Technical Reports

The ICICS/CS Reading Room

UBC CS TR-2012-03 Summary

Dimensionality Reduction in the Wild: Gaps and Guidance, June 26, 2012 Michael Sedlmair, Matthew Brehmer, Stephen Ingram and Tamara Munzner, 10 pages

Despite an abundance of technical literature on dimension reduction (DR), our understanding of how real data analysts are using DR techniques and what problems they face remains largely incomplete. In this paper, we contribute the first systematic and broad analysis of DR usage by a sample of real data analysts, along with their needs and problems. We present the results of a two-year qualitative research endeavor, in which we iteratively collected and analyzed a rich corpus of data in the spirit of grounded theory. We interviewed 24 data analysts from different domains and surveyed papers depicting applications of DR. The result is a descriptive taxonomy of DR usage, and concrete real-world usage examples summarized in terms of this taxonomy. We also identify seven gaps where user DR needs are unfulfilled by currently available techniques, and three mismatches where the users do not need offered techniques. At the heart of our taxonomy is a task classification that differentiates between abstract tasks related to point clusters and those related to dimensions.

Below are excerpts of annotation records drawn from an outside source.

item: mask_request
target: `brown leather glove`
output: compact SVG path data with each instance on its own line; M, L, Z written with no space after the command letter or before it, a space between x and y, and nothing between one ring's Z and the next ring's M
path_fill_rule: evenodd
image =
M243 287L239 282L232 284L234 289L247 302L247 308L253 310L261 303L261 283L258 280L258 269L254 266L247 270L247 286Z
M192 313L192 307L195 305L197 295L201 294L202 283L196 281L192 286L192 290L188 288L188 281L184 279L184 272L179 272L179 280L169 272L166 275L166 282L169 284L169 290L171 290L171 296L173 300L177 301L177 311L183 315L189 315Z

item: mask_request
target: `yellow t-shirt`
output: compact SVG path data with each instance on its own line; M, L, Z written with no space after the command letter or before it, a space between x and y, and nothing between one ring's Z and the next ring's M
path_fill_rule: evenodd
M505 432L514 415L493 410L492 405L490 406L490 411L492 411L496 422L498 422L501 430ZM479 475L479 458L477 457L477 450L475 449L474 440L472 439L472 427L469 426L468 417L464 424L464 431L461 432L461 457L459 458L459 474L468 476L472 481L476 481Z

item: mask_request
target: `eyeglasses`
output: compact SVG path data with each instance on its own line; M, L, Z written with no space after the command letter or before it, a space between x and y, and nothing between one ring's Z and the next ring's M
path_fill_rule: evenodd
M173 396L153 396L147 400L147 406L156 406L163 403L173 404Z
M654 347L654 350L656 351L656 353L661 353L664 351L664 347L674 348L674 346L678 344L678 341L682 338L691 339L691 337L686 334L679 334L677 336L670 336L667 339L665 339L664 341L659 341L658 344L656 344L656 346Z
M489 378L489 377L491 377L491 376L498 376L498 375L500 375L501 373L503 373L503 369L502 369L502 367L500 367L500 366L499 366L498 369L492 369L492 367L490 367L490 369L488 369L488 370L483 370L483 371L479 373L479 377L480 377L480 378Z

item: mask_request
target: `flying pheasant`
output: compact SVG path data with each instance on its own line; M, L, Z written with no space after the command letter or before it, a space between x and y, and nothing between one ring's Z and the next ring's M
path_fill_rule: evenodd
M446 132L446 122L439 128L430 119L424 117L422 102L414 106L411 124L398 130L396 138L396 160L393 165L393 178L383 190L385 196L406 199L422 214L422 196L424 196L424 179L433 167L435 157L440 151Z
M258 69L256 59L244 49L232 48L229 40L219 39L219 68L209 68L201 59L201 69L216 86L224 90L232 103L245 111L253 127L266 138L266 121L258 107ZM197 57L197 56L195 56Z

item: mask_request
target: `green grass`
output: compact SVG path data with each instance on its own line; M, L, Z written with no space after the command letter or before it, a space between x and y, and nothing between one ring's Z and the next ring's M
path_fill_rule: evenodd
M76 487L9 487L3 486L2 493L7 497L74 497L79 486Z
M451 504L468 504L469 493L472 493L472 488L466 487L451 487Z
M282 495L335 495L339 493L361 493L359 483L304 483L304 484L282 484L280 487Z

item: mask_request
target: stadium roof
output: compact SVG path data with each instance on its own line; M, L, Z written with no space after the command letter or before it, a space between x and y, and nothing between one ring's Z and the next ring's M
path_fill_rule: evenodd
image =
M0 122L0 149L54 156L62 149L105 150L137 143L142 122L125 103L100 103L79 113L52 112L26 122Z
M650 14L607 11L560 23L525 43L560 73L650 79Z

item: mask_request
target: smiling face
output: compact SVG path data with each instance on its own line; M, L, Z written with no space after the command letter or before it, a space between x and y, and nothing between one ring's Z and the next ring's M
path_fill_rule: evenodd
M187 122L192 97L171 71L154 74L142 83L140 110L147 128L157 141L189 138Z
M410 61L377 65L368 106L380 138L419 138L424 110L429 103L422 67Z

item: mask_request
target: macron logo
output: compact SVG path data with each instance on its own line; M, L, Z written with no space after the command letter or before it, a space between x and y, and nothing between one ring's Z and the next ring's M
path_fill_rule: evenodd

The taxonomy and usage examples are intended to provide a better descriptive understanding of real data analystsí practices and needs with regards to DR. The gaps are intended as prescriptive pointers to future research directions, with the most important gaps being a lack of support for users without expertise in the mathematics of DR, and an absence of DR techniques for comparing explicit groups of dimensions or for relating non-linear embeddings to original dimensions.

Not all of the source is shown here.